The University of Tennessee, Knoxville and the Great Smoky Mountains have a long history of collaboration and research. The Great Smoky Mountains is home to more than 19,000 identified species of living organisms, and researchers believe there may be tens of thousands of unidentified species. Beyond the plants and animals found in the region, the Great Smoky Mountains have been home to humans for an estimated 1,000 to 3,000 years, leading to a rich social history including agricultural practices, music, literature, folk traditions and more.
Current research builds on a century of partnership connecting UT to the Great Smoky Mountains.
The incredible diversity of life and culture within the region have provided amazing opportunities to university faculty and students for more than 100 years, even prior to the creation of the Great Smoky Mountains National Park.
Currently, the university has dozens of projects working in and around the park. Faculty members and students in an array of departments are leveraging this unique resource to investigate a broad range of topics, from the effects of the Chimney Tops 2 fires on soil microbial communities to food traditions of the region.
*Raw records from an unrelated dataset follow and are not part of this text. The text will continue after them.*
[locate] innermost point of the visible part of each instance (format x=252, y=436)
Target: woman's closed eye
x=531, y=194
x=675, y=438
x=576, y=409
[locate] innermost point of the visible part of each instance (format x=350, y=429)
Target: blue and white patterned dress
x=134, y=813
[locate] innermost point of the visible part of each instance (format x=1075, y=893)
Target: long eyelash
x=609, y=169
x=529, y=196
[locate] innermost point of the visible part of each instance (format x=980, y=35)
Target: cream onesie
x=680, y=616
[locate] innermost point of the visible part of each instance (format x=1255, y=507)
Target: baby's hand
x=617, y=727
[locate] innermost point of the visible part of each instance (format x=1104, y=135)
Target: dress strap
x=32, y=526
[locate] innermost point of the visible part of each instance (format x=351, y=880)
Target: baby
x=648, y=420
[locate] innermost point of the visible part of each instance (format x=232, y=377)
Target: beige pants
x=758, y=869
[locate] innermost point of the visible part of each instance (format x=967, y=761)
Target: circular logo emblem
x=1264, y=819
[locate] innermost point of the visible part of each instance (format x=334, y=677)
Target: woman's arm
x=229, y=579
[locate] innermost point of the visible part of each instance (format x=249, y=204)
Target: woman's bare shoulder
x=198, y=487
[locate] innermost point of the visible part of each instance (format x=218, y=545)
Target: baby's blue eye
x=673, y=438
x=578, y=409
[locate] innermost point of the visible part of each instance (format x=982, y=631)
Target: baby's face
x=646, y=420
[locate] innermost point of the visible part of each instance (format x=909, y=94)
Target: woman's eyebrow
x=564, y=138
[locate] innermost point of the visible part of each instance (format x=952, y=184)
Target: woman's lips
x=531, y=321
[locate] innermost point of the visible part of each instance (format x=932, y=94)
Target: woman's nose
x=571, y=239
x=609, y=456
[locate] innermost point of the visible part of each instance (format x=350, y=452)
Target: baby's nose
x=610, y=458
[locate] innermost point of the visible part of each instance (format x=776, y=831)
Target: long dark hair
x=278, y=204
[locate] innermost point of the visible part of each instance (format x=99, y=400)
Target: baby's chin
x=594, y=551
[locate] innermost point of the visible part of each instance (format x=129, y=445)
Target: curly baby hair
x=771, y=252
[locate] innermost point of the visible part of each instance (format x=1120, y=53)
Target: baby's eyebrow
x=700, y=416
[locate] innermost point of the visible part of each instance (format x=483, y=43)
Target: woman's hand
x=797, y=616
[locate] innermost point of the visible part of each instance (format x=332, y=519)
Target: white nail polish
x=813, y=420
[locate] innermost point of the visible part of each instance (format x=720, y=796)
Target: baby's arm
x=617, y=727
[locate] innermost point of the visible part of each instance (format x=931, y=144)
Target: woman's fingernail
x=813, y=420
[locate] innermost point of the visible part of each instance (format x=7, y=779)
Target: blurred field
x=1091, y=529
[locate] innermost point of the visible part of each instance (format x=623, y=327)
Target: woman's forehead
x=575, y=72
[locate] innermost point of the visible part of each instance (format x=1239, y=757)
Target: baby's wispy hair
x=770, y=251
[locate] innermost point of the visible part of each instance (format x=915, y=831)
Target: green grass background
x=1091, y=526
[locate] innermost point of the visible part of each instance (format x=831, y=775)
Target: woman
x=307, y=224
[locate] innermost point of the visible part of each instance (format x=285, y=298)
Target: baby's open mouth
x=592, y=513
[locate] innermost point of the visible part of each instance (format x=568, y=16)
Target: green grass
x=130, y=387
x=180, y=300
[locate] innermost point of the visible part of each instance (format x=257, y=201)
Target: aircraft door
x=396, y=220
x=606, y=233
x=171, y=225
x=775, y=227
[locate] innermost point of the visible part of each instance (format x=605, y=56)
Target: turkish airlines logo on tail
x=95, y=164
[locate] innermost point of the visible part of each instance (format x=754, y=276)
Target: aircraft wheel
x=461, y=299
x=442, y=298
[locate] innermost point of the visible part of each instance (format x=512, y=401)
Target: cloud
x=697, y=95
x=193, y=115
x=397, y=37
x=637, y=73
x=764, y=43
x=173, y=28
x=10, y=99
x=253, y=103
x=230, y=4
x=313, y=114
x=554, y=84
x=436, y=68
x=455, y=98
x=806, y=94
Each month, the Office of Research, Innovation, and Economic Development will highlight a project that leverages the wealth of resources found in the Great Smoky Mountains National park and broader region. These projects cross academic boundaries and address questions relevant to the past, present, and future wellbeing of local and regional communities. The ongoing partnerships between the Great Smoky Mountains National Park and the university have the potential to impact the lives of those in Tennessee and beyond by developing a rich understanding of the area and its role in the greater physical and cultural landscape of the nation.